Pesquisadores do Instituto de Tecnologia de Massachusetts (MIT) desenvolveram uma nova abordagem que pode beneficiar pessoas com paralisia ou amputação por meio de estímulos luminosos. A técnica estimula a contração muscular com maior controle e menos fadiga do que sistemas neuroprotéticos, trazendo maior conforto e qualidade de vida para os pacientes. Testes em camundongos demonstram que o controle muscular por meio da luz é mais simples do que por estímulos elétricos.

Atualmente, sistemas neuroprotéticos que conduzem a contração muscular por intermédio de corrente elétrica prometem ajudar pessoas com paralisia ou amputação na recuperação de função dos membros. Apesar de muitos anos e investimentos em pesquisa, esses sistemas não são amplamente difundidos em razão do cansaço muscular gerado em seu manuseio, já que ativam toda a estrutura muscular de uma só vez.

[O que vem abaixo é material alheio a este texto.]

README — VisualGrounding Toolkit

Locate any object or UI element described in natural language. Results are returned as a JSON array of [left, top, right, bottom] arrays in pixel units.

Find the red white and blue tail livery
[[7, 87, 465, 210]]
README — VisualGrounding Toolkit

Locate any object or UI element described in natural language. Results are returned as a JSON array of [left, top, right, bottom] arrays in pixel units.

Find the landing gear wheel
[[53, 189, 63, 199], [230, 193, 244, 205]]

Os pesquisadores Hugh Herr e Guillermo Herrera-Arcos, do MIT, desenvolveram uma nova abordagem que traz perspectivas de viabilizar melhor controle muscular com menos exaustão. Em vez do uso de estímulos elétricos nos músculos, a dupla utilizou luz.

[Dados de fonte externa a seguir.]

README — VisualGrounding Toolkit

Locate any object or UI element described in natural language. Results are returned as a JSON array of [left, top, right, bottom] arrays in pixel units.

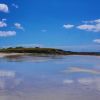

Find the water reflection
[[0, 55, 100, 100]]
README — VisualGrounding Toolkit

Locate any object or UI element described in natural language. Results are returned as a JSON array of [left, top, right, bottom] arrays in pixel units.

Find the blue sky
[[0, 0, 100, 51]]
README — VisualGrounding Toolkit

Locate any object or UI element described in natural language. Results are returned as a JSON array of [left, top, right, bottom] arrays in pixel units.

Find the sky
[[0, 0, 100, 51]]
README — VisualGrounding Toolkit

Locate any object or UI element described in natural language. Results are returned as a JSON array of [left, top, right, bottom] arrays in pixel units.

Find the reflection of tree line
[[0, 47, 100, 55], [0, 70, 21, 92]]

A partir de testes em ratos, os investigadores perceberam que a técnica conhecida como optogenética oferece controle muscular mais preciso e estável, juntamente com uma diminuição drástica da fadiga muscular.

"A optogenética é uma tecnologia que, por intermédio da engenharia genética, possibilita que as células neuronais se tornem fotossensíveis, permitindo o controle de sua atividade por meio da estimulação luminosa", explica Herrera-Arcos.

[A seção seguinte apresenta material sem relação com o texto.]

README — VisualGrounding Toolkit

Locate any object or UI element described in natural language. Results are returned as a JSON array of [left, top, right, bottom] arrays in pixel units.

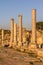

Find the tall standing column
[[18, 15, 22, 46], [10, 18, 14, 46], [2, 29, 4, 46], [32, 9, 36, 43], [14, 22, 17, 45]]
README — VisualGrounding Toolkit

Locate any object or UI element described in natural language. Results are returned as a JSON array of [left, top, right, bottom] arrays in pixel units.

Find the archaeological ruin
[[0, 9, 43, 48]]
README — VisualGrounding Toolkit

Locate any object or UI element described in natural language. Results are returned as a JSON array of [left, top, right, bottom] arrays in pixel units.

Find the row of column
[[2, 9, 36, 46]]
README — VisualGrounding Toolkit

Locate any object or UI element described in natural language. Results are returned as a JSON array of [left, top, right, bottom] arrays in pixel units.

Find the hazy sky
[[0, 0, 43, 29]]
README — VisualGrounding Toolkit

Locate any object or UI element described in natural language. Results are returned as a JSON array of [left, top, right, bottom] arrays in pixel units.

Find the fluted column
[[32, 9, 36, 43], [18, 15, 22, 46], [10, 18, 14, 46]]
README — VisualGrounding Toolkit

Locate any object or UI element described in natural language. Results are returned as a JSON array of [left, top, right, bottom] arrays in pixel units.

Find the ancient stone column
[[32, 9, 36, 43], [14, 22, 17, 45], [10, 18, 14, 46], [2, 29, 4, 46], [18, 15, 22, 46]]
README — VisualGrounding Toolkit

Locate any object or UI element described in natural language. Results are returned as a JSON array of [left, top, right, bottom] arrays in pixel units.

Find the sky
[[0, 0, 43, 29]]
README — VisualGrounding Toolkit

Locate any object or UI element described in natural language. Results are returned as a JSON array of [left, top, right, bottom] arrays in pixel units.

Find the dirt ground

Adriano Lopes da Silva, professor adjunto da Faculdade Una Divinópolis, explica que é uma técnica que associa vários aspectos. "É como se a optogenética fosse um controle remoto para as células, a luz funciona como um botão que é pressionado para ligar ou desligar determinadas funções celulares."

A técnica é reconhecida por proporcionar resultados positivos em terapias que restauraram parcialmente a visão de diversos pacientes pelo mundo. "O único uso aprovado da optogenética em humanos é para aplicações na retina para restauração da visão", afirma o cientista.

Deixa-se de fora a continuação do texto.